Let $f\in\mathbb{Z}[X]$ be a monic polynomial with $\text{deg}(f)=5$. Suppose that there exist a prime number $p$ and a finite field $F$ of order $p^2$ such that $f$ has no roots in $F$. Prove that $f$ is irreducible in $\mathbb{Z}[X]$.
I've been trying to prove this practice problem for a while now but I can't seem to really understand how to do it. If anyone can help me with this problem, it would be much appreciated.
Edit: This was just a practice problem from an old exam which had no answers. I really wasn't able to do that much of it myself. I went on on the wrong direction for a long time. Thanks for the help!
Let's do the contrapositive. Assume $f$ is reducible over $\mathbb{Z}$. If it has a root in $\mathbb{Z}$, then it has a root in $\mathbb{F}_p$ for every prime $p$, and therefore it has a root in every field of order $p^2$ (which contains the corresponding field of order $p$).
If $f$ is reducible over $\mathbb{Z}$ but has no roots, then it must be a product of an irreducible quadratic and an irreducible cubic (since $f$ has degree $5$). If $p$ is a prime, then the reduction of $f$ will also be expressible as a product of a quadratic and a cubic; if either of them is reducible modulo $p$, then it has a root in $\mathbb{F}_p$, and therefore in the corresponding field of $p^2$ elements. Otherwise, both the quadratic and the cubic are irreducible. But an irreducible quadratic over $\mathbb{F}_p$ always has a root in the field of $p^2$ elements, so in this case, $f$ will also have a root in every field of order $p^2$.

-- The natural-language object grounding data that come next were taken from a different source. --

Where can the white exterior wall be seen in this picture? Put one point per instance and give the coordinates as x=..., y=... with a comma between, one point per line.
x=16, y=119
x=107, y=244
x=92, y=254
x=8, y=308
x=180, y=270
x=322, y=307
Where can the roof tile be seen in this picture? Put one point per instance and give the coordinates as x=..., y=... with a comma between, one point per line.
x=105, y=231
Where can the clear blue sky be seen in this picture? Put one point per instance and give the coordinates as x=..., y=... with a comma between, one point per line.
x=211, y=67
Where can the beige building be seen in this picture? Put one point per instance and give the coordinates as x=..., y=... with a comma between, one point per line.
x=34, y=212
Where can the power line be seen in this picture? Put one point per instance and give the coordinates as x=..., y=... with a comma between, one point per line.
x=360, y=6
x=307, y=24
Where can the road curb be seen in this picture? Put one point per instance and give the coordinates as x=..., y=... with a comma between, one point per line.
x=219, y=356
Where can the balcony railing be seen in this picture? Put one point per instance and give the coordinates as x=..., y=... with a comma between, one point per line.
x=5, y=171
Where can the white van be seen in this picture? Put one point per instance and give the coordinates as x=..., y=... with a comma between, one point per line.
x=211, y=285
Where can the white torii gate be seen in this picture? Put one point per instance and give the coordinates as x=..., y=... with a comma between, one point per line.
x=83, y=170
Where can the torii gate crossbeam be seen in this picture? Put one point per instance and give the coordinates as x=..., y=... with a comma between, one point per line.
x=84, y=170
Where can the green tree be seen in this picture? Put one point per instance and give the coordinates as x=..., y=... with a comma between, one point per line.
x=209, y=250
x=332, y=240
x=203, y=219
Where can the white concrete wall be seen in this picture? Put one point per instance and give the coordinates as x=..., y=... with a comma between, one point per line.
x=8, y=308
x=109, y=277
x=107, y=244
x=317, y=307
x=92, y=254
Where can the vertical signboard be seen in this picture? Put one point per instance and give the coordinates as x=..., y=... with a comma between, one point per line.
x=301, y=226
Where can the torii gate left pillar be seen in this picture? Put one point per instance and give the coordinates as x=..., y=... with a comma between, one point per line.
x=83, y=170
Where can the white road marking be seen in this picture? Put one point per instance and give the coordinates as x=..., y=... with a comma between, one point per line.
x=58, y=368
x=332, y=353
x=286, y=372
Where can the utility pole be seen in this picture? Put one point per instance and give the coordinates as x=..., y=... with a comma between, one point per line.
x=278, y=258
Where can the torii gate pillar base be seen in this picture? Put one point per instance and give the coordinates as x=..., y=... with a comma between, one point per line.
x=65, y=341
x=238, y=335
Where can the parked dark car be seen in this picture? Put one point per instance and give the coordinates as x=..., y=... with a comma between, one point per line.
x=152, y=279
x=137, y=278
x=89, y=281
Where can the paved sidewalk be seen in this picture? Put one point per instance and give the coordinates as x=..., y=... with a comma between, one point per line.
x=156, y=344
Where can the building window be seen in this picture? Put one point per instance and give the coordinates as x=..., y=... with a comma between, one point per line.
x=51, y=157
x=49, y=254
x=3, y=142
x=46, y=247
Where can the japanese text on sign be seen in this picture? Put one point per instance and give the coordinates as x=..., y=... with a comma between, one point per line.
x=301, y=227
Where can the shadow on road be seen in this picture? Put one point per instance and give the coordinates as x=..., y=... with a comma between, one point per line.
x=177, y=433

Thus, if $f$ is reducible over $\mathbb{Z}$, then it has a root in every field of $p^2$ elements. By contrapositive, if there is a field with $p^2$ elements in which $f$ has no roots, then it must be irreducible over $\mathbb{Z}$.
The claim also holds for degrees less than $5$, but not for degree $6$, since the polynomial could factor into a product of two irreducible cubics, neither of which has roots modulo $p$ (and therefore neither has roots in the field with $p^2$ elements).